Southampton itself is not a very large town, but it home to a university, so there is a younger crowd out and about. The area around the mall has many stores and restaurants which seem to be a gathering place. I was surprised that Southampton was not a bit more modern, but I think it made the city more charming.
On our first day in town, we enjoyed afternoon tea at the Grand Harbor Hotel, which is downtown near shopping and the waterfront. We also did some shopping at the local mall across the road- WestQuay. WestQuay isn’t terribly large, but they do have a variety of restaurants to choose from in addition to a few higher end stores like John Lewis.
The following day, we took a 45 minute train ride to Portsmouth. If you arrive straight into the Portsmouth Harbor station, you are steps away from an abundance of military history and outlet shopping! At the Historic Dockyards, we toured the HMS Victory, HMS Warrior, the Mary Rose Museum, and the Royal Navy Museum. The wind was quite blustery, so we stayed on land, but you can take a ferry across to the Royal Navy Submarine Museum. Also offsite is the Royal Marines Museum. The Victory, Warrior, and Mary Rose all come from different periods in history, so it is interesting to see the advances made in ships over time. The Dockyards also have a few modern ships onsite. During our time there, the Dockyard happened to be hosting a Victorian Christmas Festival. There were merchants there selling all kinds of goods and kids gathered around Father Christmas to pass along their Christmas wishes! While it was nice to see the festival, we both agreed that it would be easier to enjoy the property without the crowds. Of course, following the festival, we hopped over to the outlet mall for some quick shopping and dinner.
On our final day in this gorgeous part of the country, we took an hour train ride further West to the small town of Wool. There are two big attractions just outside of Wool- Monkey World and the aforementioned Tank Museum. When coming into Wool, be advised to pre-book a taxi. Most stations have a taxi rank, but Wool is very small and taxis are few and far between. Upon meeting up with our taxi, we took the 5 minute drive to Monkey World. Unfortunately, it was cold and wet that day, but we had pre-booked a tour with one of the keepers and it was well worth the ~$50USD for our private tour. Monkey World is a very special place. The owners have rescued most of the various breeds from abuse throughout Europe. The property is expansive and it was immediately obvious that the monkeys were extremely well cared for here. Monkey World also plays host to a TV show- Monkey Life- which airs in England. We did not get to see it, but this obviously draws attention to their work and helps them raise awareness for their cause. Oh, and who doesn’t like monkeys?

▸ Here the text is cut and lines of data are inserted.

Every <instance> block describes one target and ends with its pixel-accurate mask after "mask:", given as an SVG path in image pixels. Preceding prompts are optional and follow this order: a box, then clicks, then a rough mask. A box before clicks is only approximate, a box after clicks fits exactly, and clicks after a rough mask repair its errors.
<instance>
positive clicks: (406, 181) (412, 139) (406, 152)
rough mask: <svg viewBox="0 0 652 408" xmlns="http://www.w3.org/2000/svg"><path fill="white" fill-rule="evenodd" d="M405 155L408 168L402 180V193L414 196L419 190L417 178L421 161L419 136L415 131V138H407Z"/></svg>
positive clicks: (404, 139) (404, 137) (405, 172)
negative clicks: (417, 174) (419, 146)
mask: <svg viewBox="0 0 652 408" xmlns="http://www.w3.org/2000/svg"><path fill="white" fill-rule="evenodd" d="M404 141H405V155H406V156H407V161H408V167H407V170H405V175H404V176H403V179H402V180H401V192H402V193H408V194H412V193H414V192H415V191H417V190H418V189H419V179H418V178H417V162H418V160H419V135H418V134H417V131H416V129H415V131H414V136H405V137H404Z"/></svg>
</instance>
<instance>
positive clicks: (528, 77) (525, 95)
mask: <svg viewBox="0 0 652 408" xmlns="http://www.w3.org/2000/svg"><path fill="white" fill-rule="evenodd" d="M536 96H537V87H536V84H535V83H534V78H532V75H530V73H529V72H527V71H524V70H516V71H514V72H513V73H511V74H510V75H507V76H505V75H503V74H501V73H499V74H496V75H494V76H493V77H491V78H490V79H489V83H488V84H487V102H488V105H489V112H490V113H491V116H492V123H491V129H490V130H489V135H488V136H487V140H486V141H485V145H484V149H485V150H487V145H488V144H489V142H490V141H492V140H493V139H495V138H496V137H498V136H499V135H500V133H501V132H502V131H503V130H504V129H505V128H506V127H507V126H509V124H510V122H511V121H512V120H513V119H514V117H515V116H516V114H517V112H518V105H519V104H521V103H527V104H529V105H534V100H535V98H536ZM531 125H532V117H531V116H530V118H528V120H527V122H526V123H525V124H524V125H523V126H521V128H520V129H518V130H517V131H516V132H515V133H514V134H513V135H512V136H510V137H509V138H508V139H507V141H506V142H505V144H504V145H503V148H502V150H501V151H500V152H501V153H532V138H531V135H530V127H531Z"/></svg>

Following the tour at Monkey World, we grabbed a cab to the Tank Museum, which is just 5 minutes away. The Tank Museum is best known for housing the tanks seen in the movie Fury, starring Brad Pitt. However, there are many more tanks there, including some of the only known surviving tanks of their time. Most of them are working as well and during certain times of the year, the museum will run them. The museum is expansive and the best way to learn, as we took advantage of, is to join their guided talks. There is a talk every hour and each one focuses on a different exhibit in the museum. It’s exciting to see these giant machines in person, but it’s even better to understand more about how they were used. In addition, the tour guides we had were veterans, so you could tell they were passionate about military history. If we were to ever return, we’d make sure to take part in more guided talks.
Overall, it was a short stay in this part of the country, but there is lots to be seen and explored outside of the big city! With an extensive rail network and an even more extensive history, England is waiting to be explored and we hope to have more “side adventures” on future trips.